The Air Force asserts that the codes were outdated and deactivated, so no breach in security occurred when the crew members fell asleep on July 12 at Minot Air Force Base in North Dakota. “This was just a procedural violation that we investigated,” said Air Force Col. Dewey Ford. “We determined that there was no compromise.”
But Rep. Ike Skelton, D-Mo., chairman of the House Armed Services Committee, said “The new Air Force leadership, when confirmed, must take decisive and urgent steps to restore the culture of respect that our strategic weapons deserve and our national security demands.”
The Air Force has experienced a string of recent mistakes and oversight failures. Last August, the leadership came under fire for an incident also stemming from Minot, in which the service accidentally flew nuclear-armed cruise missiles across the United States, which were then left unmonitored. In March, news surfaced that the Air Force had mistakenly shipped classified, nuclear materials to Taiwan.

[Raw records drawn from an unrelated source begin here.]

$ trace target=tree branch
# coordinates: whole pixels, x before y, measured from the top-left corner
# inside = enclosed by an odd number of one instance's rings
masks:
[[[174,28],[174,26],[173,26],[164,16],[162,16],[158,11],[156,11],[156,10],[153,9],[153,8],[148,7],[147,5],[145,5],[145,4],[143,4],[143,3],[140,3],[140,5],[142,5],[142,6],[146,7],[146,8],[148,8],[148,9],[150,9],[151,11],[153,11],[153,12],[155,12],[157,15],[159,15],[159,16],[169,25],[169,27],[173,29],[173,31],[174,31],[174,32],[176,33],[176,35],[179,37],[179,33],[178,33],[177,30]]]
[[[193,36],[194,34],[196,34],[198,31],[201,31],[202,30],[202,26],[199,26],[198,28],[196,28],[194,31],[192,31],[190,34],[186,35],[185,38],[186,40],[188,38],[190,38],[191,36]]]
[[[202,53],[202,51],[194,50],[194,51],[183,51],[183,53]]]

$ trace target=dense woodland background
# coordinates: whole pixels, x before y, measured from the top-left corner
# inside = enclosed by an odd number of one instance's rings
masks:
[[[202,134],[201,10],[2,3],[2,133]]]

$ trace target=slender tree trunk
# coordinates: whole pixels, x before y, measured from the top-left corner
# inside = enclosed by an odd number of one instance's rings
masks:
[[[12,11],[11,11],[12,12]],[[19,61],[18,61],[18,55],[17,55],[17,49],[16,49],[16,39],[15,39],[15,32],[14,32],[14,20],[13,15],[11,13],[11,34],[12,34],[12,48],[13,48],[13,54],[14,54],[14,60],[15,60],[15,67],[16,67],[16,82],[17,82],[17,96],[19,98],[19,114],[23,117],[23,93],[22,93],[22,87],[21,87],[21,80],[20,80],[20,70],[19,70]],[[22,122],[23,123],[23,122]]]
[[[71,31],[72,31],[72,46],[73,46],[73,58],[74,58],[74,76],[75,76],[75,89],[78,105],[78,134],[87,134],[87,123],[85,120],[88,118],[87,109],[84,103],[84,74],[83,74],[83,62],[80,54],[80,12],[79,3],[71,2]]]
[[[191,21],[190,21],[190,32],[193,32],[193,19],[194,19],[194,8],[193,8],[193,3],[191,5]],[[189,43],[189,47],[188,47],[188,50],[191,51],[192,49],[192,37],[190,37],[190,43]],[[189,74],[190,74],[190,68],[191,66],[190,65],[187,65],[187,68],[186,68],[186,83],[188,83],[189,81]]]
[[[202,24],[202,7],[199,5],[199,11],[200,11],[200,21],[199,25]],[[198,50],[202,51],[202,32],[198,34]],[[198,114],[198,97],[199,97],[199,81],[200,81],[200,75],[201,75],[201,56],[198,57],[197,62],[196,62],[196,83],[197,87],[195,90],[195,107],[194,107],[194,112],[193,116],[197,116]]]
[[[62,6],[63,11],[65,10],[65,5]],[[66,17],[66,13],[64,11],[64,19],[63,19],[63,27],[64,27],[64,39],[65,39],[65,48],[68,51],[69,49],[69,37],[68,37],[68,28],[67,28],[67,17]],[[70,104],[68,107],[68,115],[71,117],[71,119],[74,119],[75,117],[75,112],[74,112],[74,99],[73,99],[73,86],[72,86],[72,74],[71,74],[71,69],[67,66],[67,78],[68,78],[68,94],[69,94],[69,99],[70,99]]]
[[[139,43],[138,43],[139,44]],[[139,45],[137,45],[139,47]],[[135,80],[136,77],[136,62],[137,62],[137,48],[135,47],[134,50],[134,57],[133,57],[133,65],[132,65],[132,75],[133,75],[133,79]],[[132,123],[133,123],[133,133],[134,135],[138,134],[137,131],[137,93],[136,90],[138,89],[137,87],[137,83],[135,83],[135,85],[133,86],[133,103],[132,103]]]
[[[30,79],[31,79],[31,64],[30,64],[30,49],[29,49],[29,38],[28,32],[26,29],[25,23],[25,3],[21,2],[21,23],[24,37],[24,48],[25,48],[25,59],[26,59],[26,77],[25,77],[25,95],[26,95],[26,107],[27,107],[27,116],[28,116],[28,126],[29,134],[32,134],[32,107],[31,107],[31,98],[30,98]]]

Defense Secretary Robert Gates asked for the resignations of two top Air Force officials on June 5, allegedly in response to the blunders. But analysts suggest that the firings may have as much to do with ideological differences between Gates and the Air Force leadership as with the service’s errors. Gates has stressed his desire to prepare the armed forces more for “small, ‘asymmetric’ wars—wars in which the Air Force takes a back seat to ground forces,” the Wired Danger Room blog writes.